We are relatively more bullish on the UAE, focusing primarily on banks and quasi-monopoly businesses like utilities and infrastructure. Benign liquidity conditions and strong economic growth favour UAE banks with a solid deposit franchise and strong lending opportunities in 2024. We have already seen at the beginning of this year that banks are signalling confidence in their outlook by significantly upgrading their dividend payout ratios for the profits from last year. Our UAE banks portfolio is yielding over 6% on average (as of the date of this letter), an attractive level as the interest rate cycle begins to turn.

In other markets, we continue to back Morocco-based companies in the retail and technology sectors and have expanded our portfolio with a new investment in healthcare, a sector set to grow significantly from a universal health scheme that will materially improve access to much-needed medical services.
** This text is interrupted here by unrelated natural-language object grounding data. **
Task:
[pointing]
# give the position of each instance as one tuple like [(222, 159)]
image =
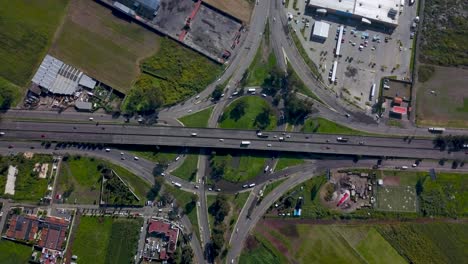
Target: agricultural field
[(198, 119), (175, 72), (442, 100), (106, 239), (325, 126), (105, 46), (237, 168), (245, 112), (28, 186), (13, 253), (429, 242), (26, 31), (80, 181), (188, 169), (241, 9)]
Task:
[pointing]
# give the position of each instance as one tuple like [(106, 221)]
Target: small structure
[(11, 179), (320, 32), (83, 106)]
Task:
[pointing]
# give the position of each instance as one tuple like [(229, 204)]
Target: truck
[(436, 129), (245, 143), (342, 139)]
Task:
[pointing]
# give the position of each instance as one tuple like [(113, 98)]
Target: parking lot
[(367, 52)]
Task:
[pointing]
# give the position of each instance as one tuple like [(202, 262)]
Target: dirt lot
[(242, 9), (447, 105), (103, 45)]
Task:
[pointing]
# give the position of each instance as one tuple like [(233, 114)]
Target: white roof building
[(321, 29), (381, 11)]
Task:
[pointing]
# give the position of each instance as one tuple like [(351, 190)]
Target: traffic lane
[(221, 134), (330, 148)]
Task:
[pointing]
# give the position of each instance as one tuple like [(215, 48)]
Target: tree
[(239, 109), (144, 98), (263, 119), (218, 91)]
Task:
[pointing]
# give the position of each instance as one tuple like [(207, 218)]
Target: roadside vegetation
[(325, 126), (198, 119), (236, 167), (106, 239), (444, 38), (250, 112), (170, 76), (26, 31), (13, 253)]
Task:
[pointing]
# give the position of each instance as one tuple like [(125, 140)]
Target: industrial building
[(383, 12), (56, 77), (320, 32)]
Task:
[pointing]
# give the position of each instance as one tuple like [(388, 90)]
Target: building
[(320, 32), (167, 233), (383, 12), (56, 77), (83, 106), (46, 233)]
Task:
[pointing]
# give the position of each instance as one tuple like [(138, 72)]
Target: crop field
[(254, 106), (177, 71), (428, 243), (198, 119), (106, 240), (443, 99), (26, 31), (240, 9), (396, 199), (28, 187), (13, 253), (103, 45)]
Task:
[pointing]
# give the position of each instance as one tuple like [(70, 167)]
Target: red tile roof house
[(47, 233), (159, 228)]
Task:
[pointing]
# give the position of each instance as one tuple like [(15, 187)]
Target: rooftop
[(378, 10)]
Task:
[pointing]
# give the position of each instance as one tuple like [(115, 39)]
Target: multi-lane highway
[(225, 138)]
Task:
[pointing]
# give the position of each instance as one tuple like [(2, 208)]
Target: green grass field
[(262, 64), (271, 186), (106, 240), (80, 178), (242, 168), (325, 126), (188, 169), (13, 253), (178, 71), (198, 119), (428, 243), (396, 199), (260, 250), (103, 45), (28, 187), (254, 106), (286, 161), (26, 31)]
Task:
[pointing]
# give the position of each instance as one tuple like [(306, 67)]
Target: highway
[(224, 139)]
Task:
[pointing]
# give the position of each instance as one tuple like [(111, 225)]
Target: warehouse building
[(320, 32), (59, 78), (381, 12)]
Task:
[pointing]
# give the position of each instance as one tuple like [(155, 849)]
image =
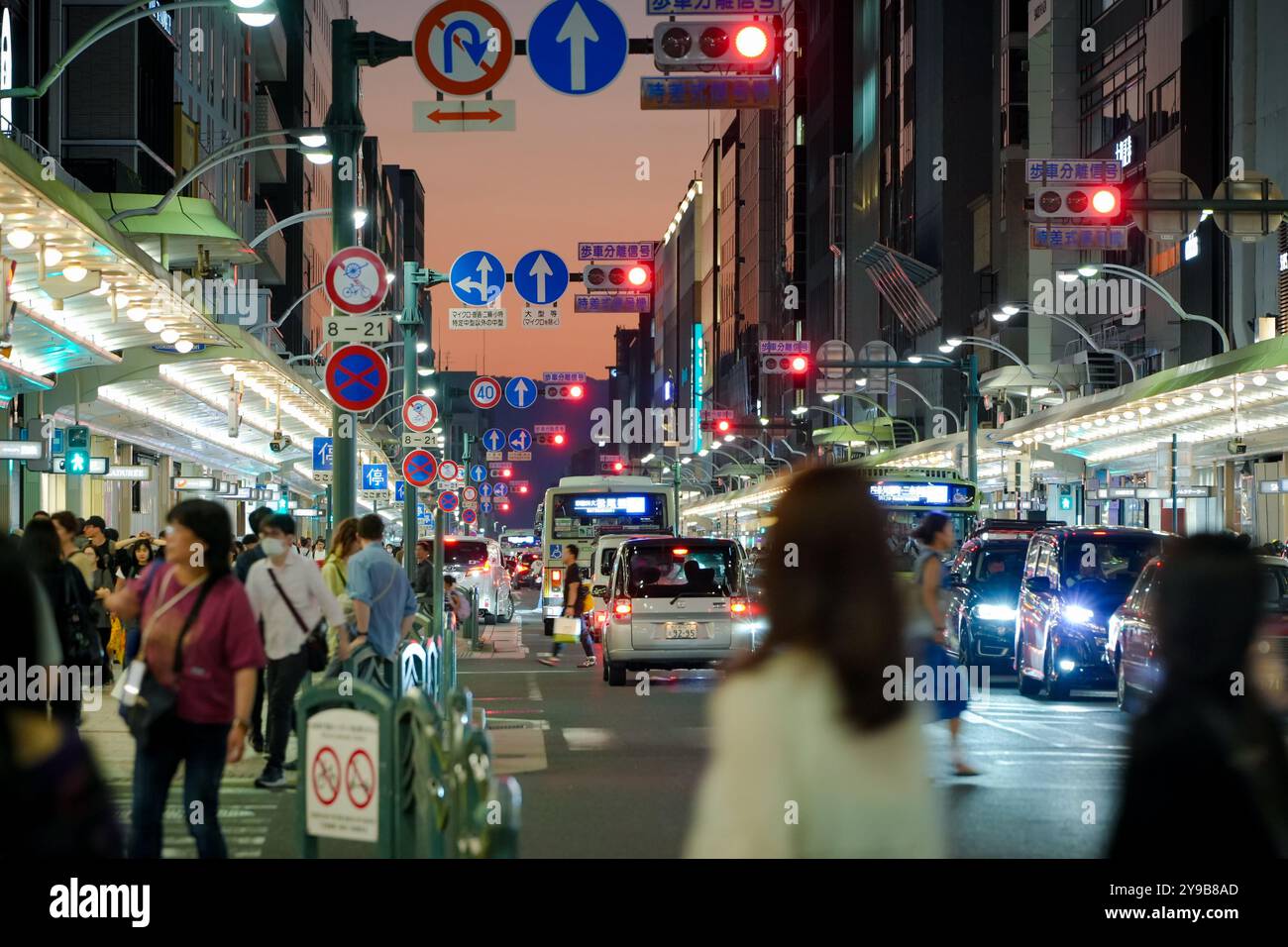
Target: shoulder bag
[(314, 638), (153, 703)]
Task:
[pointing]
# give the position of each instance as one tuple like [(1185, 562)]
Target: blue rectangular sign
[(322, 454)]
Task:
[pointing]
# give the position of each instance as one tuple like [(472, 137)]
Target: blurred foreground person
[(927, 634), (187, 698), (809, 759), (53, 801), (1209, 775)]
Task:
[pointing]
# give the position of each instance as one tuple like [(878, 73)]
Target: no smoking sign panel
[(356, 281), (343, 749)]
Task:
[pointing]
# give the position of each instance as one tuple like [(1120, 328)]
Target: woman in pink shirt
[(200, 638)]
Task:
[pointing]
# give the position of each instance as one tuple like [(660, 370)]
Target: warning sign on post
[(343, 757)]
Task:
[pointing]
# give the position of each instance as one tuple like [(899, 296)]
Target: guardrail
[(408, 776)]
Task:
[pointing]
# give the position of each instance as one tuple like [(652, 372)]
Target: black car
[(986, 587), (1074, 579)]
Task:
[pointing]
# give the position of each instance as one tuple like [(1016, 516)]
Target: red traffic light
[(751, 42), (1104, 201)]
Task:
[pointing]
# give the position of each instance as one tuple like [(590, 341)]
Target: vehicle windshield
[(1108, 562), (682, 570), (999, 569), (464, 554), (587, 515), (1274, 585)]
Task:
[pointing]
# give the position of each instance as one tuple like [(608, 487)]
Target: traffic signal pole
[(346, 129)]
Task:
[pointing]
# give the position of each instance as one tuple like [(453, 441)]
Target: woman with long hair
[(69, 600), (200, 639), (812, 753), (335, 573), (53, 801), (927, 634)]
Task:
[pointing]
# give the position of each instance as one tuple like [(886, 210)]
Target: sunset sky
[(566, 174)]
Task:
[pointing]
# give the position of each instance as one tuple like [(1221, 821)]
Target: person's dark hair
[(372, 527), (1210, 604), (258, 515), (930, 526), (282, 522), (40, 547), (827, 514), (211, 525), (67, 519)]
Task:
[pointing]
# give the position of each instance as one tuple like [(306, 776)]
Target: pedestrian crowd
[(201, 639)]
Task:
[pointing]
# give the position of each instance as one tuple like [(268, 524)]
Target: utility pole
[(346, 129)]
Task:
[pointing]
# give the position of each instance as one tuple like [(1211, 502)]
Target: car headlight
[(995, 612), (1078, 615)]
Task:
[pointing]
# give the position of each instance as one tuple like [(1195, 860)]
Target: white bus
[(581, 509)]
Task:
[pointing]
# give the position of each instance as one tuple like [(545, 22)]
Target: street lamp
[(233, 150), (253, 13), (996, 347), (1005, 313), (1091, 269)]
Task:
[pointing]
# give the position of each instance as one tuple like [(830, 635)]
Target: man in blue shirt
[(384, 603)]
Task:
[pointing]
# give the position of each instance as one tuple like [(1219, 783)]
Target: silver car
[(675, 603), (477, 564)]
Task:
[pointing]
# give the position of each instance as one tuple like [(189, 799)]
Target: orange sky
[(566, 174)]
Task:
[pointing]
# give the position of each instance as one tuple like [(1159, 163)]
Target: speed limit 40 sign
[(344, 329)]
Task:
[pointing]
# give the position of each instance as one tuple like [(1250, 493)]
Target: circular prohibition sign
[(360, 779), (326, 776), (437, 22)]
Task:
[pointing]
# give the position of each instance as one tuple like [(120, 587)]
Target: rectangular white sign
[(541, 317), (365, 329), (476, 318)]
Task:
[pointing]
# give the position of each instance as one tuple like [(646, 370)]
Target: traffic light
[(706, 46), (618, 277), (572, 392), (1099, 202), (76, 459)]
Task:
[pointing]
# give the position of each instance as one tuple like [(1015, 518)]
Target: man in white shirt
[(288, 596)]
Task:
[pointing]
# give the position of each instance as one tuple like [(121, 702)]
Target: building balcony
[(268, 48), (269, 165)]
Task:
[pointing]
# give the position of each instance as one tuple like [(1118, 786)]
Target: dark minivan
[(1074, 579)]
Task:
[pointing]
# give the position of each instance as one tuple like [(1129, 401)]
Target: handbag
[(155, 705), (568, 630), (314, 638)]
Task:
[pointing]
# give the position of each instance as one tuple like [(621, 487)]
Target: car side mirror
[(1039, 585)]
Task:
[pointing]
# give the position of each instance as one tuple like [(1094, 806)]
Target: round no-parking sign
[(356, 281)]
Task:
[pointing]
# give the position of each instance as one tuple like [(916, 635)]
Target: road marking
[(589, 738)]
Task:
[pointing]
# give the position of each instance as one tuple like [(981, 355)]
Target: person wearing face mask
[(288, 596)]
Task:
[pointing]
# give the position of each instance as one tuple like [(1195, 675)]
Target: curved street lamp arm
[(213, 159)]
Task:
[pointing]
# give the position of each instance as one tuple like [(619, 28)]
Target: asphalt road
[(621, 767), (612, 772)]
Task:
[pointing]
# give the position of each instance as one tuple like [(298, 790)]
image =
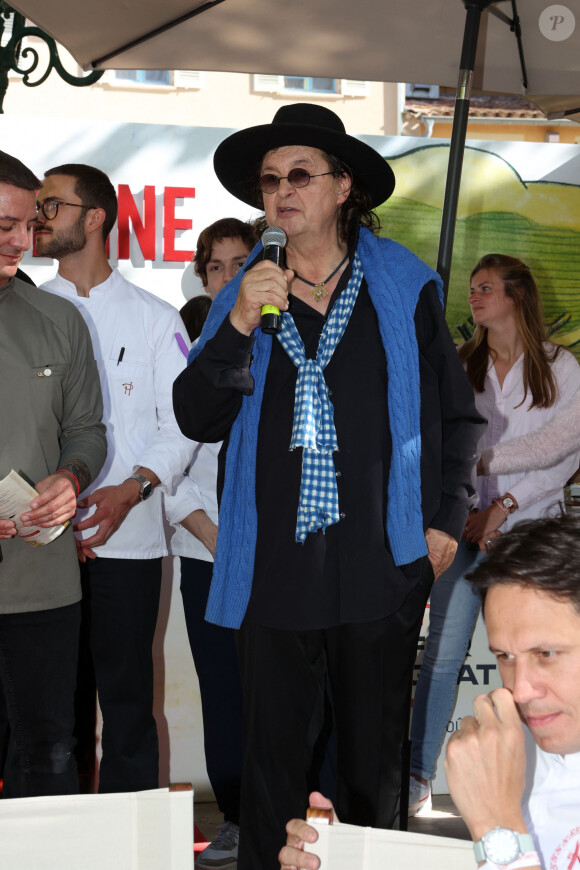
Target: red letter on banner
[(144, 229), (171, 224)]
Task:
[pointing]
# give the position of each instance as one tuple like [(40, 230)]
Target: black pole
[(456, 149)]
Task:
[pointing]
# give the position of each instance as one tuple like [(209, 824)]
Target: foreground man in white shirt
[(517, 786), (123, 541)]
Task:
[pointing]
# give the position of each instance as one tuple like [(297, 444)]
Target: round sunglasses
[(298, 177)]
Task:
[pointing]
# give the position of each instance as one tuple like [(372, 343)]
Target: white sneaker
[(222, 852), (419, 797)]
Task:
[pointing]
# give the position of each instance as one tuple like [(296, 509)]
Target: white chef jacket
[(196, 491), (551, 806), (536, 492), (137, 397)]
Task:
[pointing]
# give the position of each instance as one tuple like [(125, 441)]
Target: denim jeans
[(452, 614), (38, 668)]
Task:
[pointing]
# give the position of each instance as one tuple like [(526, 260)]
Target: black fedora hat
[(237, 157)]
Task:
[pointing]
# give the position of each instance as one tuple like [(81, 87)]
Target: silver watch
[(508, 503), (502, 846), (145, 486)]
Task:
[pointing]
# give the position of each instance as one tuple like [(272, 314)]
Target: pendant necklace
[(319, 291)]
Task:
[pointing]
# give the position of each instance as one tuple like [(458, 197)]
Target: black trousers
[(38, 668), (367, 671), (122, 615), (216, 662)]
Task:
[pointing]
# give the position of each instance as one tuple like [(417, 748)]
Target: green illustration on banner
[(537, 221)]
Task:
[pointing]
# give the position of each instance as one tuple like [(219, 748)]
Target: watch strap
[(525, 842), (145, 485)]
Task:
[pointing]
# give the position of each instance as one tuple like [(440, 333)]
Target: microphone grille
[(274, 236)]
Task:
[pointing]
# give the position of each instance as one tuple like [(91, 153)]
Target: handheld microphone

We expect Morocco to perform better in 2024 as inflation pressures ease and the country continues to develop a competitive base for manufacturing and services that we believe will unlock growth this year and beyond. (In a recent Bloomberg article, Morocco, alongside Mexico, Poland, Vietnam, and Indonesia were identified as key “economic connectors” that will benefit from supply chain reshuffling.)

In Qatar and Kuwait, we remain selective, with growth remaining constrained, though we see potential in Qatar’s liquified natural gas value chain and are more optimistic about Kuwait following the appointment of a reformist royal as the new Emir in late 2023.

Egypt remains a wildcard, with an imminent devaluation likely to be the first step in a long journey towards rebuilding policy credibility with investors. That said, we remain open to increasing our ownership in our preferred Egyptian healthcare and technology businesses if opportunities arise later this year.

We wish you a prosperous 2024 and look forward to sharing updates on our strategy with you.